只是淡笑着看着君暮雪,君暮雪凝视着她右手的伤口却又开始了剧烈的疼痛,她微微皱眉,心下了然,牙齿轻轻的咬在嘴唇上,鲜血弥漫在唇齿之间只见她一口血水啐在了伤口上,白琬琰虽然不理解但是却对这行为有了不妙的感觉。
她抬手将佩剑用力往回拉,鞭子松落一半,她得逞似的继续翻手,可是君暮雪不想玩了,她冷笑一声鞭子像是有灵魂的银蛇顺着白琬琰奋力袭去,白琬琰被她的攻势逼的连连后退,手也不自觉的颤抖了起来,“嘭”,白琬琰的佩剑被君暮雪甩飞在地,剑身摩擦地面闪出细碎的星光,那把佩剑是她父亲特意为她从大帝那里求来的,竟被君暮雪无情的摔在地上,她右手从大袖里摸索这什么。

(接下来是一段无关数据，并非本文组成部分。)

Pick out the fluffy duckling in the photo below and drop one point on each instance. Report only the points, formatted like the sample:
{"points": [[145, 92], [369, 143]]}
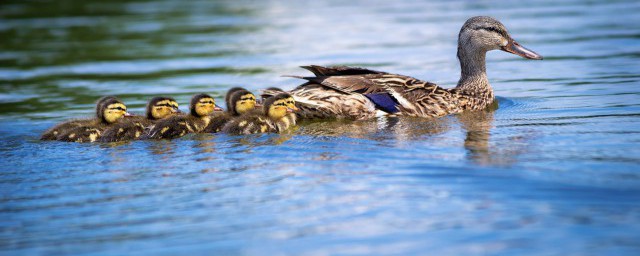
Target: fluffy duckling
{"points": [[132, 128], [200, 109], [291, 103], [109, 112], [58, 129], [239, 101], [272, 119]]}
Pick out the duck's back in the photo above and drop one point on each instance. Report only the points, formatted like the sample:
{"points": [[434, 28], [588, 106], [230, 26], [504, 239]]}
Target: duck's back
{"points": [[357, 93]]}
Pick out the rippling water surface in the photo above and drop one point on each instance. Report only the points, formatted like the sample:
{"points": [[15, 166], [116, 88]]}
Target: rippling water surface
{"points": [[554, 170]]}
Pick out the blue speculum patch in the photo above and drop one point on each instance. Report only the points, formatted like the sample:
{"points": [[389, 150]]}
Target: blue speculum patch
{"points": [[384, 102]]}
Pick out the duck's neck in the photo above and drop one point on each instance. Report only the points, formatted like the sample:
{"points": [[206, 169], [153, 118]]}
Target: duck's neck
{"points": [[473, 77]]}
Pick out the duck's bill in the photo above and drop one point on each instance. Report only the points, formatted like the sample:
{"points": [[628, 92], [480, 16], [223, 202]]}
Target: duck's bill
{"points": [[517, 49]]}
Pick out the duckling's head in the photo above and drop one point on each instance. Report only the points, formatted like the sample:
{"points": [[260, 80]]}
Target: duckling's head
{"points": [[111, 110], [230, 92], [278, 106], [202, 105], [161, 107], [482, 34], [100, 105], [291, 103], [241, 102]]}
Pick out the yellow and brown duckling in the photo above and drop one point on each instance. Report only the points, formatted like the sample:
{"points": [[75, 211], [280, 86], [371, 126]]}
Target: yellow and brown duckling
{"points": [[291, 102], [132, 128], [239, 102], [200, 110], [272, 119], [109, 111]]}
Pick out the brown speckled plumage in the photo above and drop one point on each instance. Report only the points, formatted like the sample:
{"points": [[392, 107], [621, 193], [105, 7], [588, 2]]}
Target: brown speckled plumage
{"points": [[343, 92]]}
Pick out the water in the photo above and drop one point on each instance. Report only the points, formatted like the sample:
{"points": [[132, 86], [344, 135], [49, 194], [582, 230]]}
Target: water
{"points": [[552, 171]]}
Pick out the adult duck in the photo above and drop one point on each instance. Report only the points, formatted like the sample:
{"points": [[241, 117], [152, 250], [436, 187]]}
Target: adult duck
{"points": [[358, 93]]}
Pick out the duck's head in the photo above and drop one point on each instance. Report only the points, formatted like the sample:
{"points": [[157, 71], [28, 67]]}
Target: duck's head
{"points": [[241, 102], [482, 34], [161, 107], [279, 106], [110, 109], [202, 105]]}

可怎料,君暮雪为了能彻底压制她,一屁股坐在了她身上,白琬琰被她的鲁莽行为搞得束手无策,她挣扎的怒骂道:“不过是个小畜生,竟敢骑在我身上,真是活得不耐烦了!”
“神女殿下不过如此。”君暮雪面不改色的看着身下的白琬琰,瘦弱的身子虽然坐的不怎么舒服,但是力气还蛮大的、
“你!”
白琬琰紧紧攥着手中的最后法宝,她一定要让君暮雪付出代价。
“你完蛋了!”白琬琰将药粉抹与指尖,而后,迅速出击,先是轻抚君暮雪的鼻底再是嘴唇最后她将手放在她的脖颈处用力按压。

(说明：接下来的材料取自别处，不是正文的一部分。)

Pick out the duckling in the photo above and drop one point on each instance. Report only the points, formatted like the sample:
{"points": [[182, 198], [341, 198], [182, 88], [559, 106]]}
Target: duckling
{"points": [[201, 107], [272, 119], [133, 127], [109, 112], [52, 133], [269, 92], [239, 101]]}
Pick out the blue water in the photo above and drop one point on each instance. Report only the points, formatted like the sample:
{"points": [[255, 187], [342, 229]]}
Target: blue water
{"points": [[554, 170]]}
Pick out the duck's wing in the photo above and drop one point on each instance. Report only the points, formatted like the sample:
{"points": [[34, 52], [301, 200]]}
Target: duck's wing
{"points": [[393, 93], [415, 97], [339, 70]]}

君暮雪低头看向白琬琰用力到五指发白的指节,一脸轻松的说道:“雕虫小技,自己好好享受吧。”
白琬琰震惊的看着君暮雪将她手里的药粉抢了过去,纷纷扬扬的洒了她满脸,不过这药粉还真是有用,不过十几秒白琬琰就能安安稳稳的睡个好觉。
君暮雪站起身子拍了拍手,仙侍有些为难的看了看君暮雪,这不是公认下毒吗?这结果应当如何判定,他本想求助的看向司柏宣,可谁知,刚一回头,司柏宣就站在擂台的正中央。
他什么都没说只是举起君暮雪的手说道:“君暮雪胜。”
“什么!老夫不服!”白青山风尘仆仆的走上擂台,看样子是刚到,不然不会现在才来质疑。
司柏宣将君暮雪的手轻轻放下,面色不佳的看向白青山:“你有何见解?”
“我女儿本就是抱病之身,才恢复不过几日又这般剧烈斗法一时晕过去绝对不能判定她输了。”白青山厚着脸皮也能说得出这话,这不是公然要司柏宣偏颇她女儿吗?
“谁倒下谁就输这是擂台上的规矩,大家觉得呢?”司柏宣看向台下的仙者们,若有若无的威胁意味让他们立马表明立场。
“就是就是,倒下就输了!”
“擂台的规矩不能破坏!”
....
白青山听着此起彼伏的声音里居然没有一个支持他的人,他低垂着眼皮似乎想提醒司柏宣他与天尊的约定。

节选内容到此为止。